Dans le présent Portrait d'homme daté 'Dimanche 16.3.69 ', Picasso procède avec un tracé simple mais très efficace. Notons que durant cette même journée, l'artiste exécute deux autres dessins et une huile sur toile sur le même sujet. Dans notre dessin, numéroté 'IV', l'intensité expressive est palpable, ceci grâce à une technique réfléchie: une facture énergique, la juxtaposition de lignes et de cercles plus ou moins fins ou épais et un surprenant dialogue des couleurs (froides, pastel, acidulées). Par ailleurs, le choix d'une exécution "primitive" ou "enfantine" confère une personnalité très forte au personnage.
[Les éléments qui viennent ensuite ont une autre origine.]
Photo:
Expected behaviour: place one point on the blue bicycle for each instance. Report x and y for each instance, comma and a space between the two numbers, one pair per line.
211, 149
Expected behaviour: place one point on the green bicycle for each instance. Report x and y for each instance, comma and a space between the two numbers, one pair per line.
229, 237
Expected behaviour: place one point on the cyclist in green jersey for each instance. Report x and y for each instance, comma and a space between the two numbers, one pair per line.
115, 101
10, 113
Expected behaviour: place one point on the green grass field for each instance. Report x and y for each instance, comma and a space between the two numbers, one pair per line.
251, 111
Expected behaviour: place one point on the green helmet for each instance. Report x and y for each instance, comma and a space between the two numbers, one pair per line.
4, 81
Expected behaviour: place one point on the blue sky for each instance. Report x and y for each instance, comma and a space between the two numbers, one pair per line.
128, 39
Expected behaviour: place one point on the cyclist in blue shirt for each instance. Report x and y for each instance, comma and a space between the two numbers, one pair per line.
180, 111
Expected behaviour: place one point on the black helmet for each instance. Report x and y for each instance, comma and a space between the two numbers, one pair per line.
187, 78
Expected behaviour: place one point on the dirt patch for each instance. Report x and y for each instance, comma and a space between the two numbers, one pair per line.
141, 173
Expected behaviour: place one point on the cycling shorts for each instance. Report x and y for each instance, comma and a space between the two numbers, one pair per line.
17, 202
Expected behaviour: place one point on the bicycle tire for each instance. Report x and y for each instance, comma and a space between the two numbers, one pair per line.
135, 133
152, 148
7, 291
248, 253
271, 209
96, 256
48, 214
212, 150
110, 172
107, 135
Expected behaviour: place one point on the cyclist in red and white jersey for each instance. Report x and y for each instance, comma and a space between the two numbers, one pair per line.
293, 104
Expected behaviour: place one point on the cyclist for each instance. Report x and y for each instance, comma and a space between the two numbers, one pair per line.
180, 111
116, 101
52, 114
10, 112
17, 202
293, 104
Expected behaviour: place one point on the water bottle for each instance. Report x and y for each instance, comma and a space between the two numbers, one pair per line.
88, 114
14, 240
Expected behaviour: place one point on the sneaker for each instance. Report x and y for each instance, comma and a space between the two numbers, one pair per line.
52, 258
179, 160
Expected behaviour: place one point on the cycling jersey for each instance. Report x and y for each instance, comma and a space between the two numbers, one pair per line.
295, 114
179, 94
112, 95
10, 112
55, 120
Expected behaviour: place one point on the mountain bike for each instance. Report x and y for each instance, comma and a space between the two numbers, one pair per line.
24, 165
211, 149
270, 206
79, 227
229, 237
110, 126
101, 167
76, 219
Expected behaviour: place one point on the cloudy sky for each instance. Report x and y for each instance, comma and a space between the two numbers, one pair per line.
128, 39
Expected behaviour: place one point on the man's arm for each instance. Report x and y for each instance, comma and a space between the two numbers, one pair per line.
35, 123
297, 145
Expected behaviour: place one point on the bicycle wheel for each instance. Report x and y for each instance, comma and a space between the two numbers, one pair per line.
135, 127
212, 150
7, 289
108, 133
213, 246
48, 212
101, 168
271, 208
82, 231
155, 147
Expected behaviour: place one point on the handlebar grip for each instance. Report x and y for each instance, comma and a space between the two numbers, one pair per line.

Cet homme qui nous regarde en face, ne peut-il pas être abordé comme une sorte d'autoportrait ? Comme à son habitude, le maître espagnol interpelle et surprend. Le travail de reproduction dans la série des mousquetaires ou les portraits d'homme (avec ou sans variantes) définit le concept de création dans la dernière période de Picasso. En effet, ce dernier détruit la notion d'oeuvre et donne toute sa noblesse à l'idée de reproduction, ce qui n'est pas sans laisser songeur par rapport au travail d'Andy Warhol.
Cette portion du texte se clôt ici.